This information is the capabilities of the streams sent from one pad to another. This is also information needed to recreate the stream by the receiver. The information needed is in one of the last lines starting with caps = "application/x-rtp, that is the caps of the output of the udpsink.

Receive the stream

This command is assumed to be executed on a client that can receive the udp stream sent by the udpsink. If it is a one-to-one udp connection it is the client with the ip-number on one of the sinks.

gst-launch-1.0 udpsrc port=5000 will give you a connection, but that is not going to be interpreted correctly. To do that we need to add the caps filter from the sender. Just copy paste it from the sender, there a many places to misspell the line. And remember, this is constructed from the pipeline you create when sending the stream so changes there requires a new caps filer at the udpsrc. Some formats requires more details in their caps filter than others. Mpeg is one of the more demanding.

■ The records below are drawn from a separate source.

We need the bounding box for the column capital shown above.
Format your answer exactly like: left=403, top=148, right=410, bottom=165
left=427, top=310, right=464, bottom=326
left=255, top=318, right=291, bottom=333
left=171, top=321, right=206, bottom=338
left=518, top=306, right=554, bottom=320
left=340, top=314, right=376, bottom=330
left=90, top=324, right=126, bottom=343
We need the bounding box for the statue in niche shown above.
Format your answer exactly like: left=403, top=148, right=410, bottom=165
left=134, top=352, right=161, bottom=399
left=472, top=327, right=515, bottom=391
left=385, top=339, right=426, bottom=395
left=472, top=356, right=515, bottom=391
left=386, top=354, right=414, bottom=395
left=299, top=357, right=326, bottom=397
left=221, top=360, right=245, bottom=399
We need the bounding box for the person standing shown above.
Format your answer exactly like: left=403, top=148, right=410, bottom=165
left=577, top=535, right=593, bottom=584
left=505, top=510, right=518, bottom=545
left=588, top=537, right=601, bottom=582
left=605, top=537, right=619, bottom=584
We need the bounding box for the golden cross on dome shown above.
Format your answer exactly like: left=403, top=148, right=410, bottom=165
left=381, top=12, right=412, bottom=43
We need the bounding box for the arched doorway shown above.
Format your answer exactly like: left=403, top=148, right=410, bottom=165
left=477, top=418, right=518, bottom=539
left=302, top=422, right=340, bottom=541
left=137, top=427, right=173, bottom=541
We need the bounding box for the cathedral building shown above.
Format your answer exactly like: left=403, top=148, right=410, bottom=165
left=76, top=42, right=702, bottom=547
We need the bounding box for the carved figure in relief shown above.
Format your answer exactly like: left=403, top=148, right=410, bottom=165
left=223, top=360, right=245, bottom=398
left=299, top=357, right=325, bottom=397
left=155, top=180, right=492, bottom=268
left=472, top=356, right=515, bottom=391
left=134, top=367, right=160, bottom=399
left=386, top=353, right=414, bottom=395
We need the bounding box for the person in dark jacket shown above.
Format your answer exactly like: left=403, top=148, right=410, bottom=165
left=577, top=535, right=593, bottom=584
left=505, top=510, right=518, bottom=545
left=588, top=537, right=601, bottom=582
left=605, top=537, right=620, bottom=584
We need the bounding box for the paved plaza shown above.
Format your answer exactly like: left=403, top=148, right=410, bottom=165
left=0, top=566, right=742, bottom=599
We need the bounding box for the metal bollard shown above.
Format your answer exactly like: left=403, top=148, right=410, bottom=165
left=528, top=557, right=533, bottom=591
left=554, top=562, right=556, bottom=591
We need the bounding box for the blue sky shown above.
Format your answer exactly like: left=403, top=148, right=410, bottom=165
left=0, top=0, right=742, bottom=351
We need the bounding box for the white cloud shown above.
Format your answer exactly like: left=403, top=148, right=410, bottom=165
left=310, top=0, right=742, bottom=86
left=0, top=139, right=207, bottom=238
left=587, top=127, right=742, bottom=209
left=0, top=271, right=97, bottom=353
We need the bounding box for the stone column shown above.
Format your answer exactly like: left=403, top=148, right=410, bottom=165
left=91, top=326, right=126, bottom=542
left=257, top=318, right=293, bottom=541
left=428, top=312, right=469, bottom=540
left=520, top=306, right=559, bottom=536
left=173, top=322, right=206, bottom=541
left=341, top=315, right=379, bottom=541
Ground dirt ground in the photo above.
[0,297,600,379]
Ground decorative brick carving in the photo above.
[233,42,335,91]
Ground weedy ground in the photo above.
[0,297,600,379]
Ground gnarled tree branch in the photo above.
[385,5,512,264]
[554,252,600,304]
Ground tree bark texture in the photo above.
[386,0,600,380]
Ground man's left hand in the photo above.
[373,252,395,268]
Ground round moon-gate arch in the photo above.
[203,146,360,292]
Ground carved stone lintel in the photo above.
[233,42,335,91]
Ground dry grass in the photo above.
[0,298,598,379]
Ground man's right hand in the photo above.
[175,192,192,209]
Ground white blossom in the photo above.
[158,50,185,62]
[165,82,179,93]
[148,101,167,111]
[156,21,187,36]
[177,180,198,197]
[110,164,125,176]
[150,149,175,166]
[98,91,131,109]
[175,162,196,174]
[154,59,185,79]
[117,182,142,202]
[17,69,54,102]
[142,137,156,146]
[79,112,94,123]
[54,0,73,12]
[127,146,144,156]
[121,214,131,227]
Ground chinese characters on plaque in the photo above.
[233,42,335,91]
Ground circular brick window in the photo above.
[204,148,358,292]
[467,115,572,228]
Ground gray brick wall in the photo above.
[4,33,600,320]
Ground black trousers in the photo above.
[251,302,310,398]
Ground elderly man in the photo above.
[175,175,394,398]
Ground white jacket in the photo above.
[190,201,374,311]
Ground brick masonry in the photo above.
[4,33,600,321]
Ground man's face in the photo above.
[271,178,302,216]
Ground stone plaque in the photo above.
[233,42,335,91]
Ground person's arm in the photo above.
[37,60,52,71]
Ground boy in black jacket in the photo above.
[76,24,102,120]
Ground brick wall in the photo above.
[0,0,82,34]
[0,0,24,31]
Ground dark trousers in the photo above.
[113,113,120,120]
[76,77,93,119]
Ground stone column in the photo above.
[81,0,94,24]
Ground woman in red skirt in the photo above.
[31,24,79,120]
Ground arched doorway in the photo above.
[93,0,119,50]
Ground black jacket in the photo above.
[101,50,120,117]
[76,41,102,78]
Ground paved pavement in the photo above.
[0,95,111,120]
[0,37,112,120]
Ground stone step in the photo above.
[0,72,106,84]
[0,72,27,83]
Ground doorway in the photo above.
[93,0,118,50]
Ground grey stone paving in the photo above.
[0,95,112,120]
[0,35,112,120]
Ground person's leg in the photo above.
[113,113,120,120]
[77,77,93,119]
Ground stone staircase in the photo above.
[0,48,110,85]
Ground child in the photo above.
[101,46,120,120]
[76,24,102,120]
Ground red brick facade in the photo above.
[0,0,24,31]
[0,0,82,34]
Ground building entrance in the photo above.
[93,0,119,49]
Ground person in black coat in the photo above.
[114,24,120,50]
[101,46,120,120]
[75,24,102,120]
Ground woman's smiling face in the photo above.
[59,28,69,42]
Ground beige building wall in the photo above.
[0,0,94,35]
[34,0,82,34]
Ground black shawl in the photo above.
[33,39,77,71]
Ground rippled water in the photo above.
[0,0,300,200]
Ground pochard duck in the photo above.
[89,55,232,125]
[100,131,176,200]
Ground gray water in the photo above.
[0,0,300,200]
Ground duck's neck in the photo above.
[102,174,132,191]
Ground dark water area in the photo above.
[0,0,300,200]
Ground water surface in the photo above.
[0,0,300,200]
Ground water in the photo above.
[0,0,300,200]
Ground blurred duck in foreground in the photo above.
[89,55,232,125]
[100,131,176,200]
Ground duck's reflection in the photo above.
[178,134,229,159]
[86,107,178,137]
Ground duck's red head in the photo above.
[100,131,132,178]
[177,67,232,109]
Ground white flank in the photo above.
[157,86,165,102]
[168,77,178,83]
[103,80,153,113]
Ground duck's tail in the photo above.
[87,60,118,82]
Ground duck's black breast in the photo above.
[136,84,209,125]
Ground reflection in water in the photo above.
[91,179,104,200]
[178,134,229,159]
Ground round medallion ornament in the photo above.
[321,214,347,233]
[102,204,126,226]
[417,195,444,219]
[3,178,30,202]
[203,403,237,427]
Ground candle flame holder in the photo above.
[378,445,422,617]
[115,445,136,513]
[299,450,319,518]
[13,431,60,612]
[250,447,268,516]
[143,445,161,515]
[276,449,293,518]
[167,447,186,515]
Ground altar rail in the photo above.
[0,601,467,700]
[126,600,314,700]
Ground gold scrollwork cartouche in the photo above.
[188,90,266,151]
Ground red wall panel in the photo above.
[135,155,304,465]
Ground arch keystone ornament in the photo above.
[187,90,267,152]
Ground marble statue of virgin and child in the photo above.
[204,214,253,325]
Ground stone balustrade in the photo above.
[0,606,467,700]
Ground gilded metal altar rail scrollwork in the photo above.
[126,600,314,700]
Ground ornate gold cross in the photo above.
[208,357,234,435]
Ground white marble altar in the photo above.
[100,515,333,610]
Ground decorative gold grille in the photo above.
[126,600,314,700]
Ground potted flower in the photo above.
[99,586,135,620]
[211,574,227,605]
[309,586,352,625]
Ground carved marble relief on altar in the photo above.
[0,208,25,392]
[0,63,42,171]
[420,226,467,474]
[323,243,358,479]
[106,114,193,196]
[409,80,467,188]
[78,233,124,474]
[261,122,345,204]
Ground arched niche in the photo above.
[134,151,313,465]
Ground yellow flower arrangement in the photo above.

gst-launch-1.0 udpsrc port=5000 caps = "application/x-rtp\,\ media\=\(string\)video\,\ clock-rate\=\(int\)90000\,\ encoding-name\=\(string\)MP4V-ES\,\ profile-level-id\=\(string\)1\,\ config\=\(string\)000001b001000001b58913000001000000012000c48d8800cd3204709443000001b24c61766335362e312e30\,\ payload\=\(int\)96\,\ ssrc\=\(uint\)2873740600\,\ timestamp-offset\=\(uint\)391825150\,\ seqnum-offset\=\(uint\)2980"

Unpack the payload

This stream is still payloaded in rtp frames that needs to be unpackaed. This is handled by the right rtpdepayloader.

! rtpjpegdepay, ! rtpvp8depay and ! rtpmp4vdepay are the pads that can handle the unpacking.

The options for the depayloaders are quite slim. They mainly provide you with an option to display statistics. This pad provides a stream of the encoded data you sent earlier.

Decode the format

The decoding of the format is also mostly quite straight forward.
add the pads ! jpegdec, ! vp8dec or ! avdec_mpeg4 to your pipeline to decode the video.

The decoding pads has some properties to be set in order to optimize the stream for your needs. But nothing that needs setting to get a basic stream running.

Display the video
From the decoding step you now have the raw video from your initial source. Because all the encoding/decoding schemes are lossy to some extent you are left with a stream that is to some extent distorted from your source. But how much distorted and in what way (resolution, framerate, size etc) has to be decided by the application you are using it for.

To the last step, add ! autovideosink again and it will be displayed on your screen.

Complete commands for receiving

Mjpeg

gst-launch-1.0 udpsrc port=5000 ! application/x-rtp,encoding-name=JPEG,payload=26 ! rtpjpegdepay ! jpegdec ! autovideosink

VP8

gst-launch-1.0 udpsrc port=5100 caps="application/x-rtp, media=(string)video, clock-rate=(int)90000, encoding-name=(string)VP8-DRAFT-IETF-01, payload=(int)96, ssrc=(uint)2990747501, clock-base=(uint)275641083, seqnum-base=(uint)34810" ! rtpvp8depay ! vp8dec ! autovideosink

MPEG2

gst-launch-1.0 -v udpsrc port=5200 caps = "application/x-rtp\,\ media\=\(string\)video\,\ clock-rate\=\(int\)90000\,\ encoding-name\=\(string\)MP4V-ES\,\ profile-level-id\=\(string\)1\,\ config\=\(string\)000001b001000001b58913000001000000012000c48d8800cd3204709443000001b24c61766335362e312e30\,\ payload\=\(int\)96\,\ ssrc\=\(uint\)2873740600\,\ timestamp-offset\=\(uint\)391825150\,\ seqnum-offset\=\(uint\)2980" ! rtpmp4vdepay ! avdec_mpeg4 ! autovideosink

Gst-inspect

This is a versatile tool when developing a stream to get an overview of your installed pads and their properties.
gst-inspect-1.0 lists all elements on your system that is reachable by gstreamer. This is a long list, 1300 lines on my system. Grepping their content for words you think is included in the element you are looking for. gst-inspect-1.0 | grep sink gives you a list of available sinks and gst-inspect-1.0 | grep src gives you the available sources.
From that you can get more information of the properties of each element gst-inspect-1.0 fpsdisplaysink shows information on a special kind of video sink for example.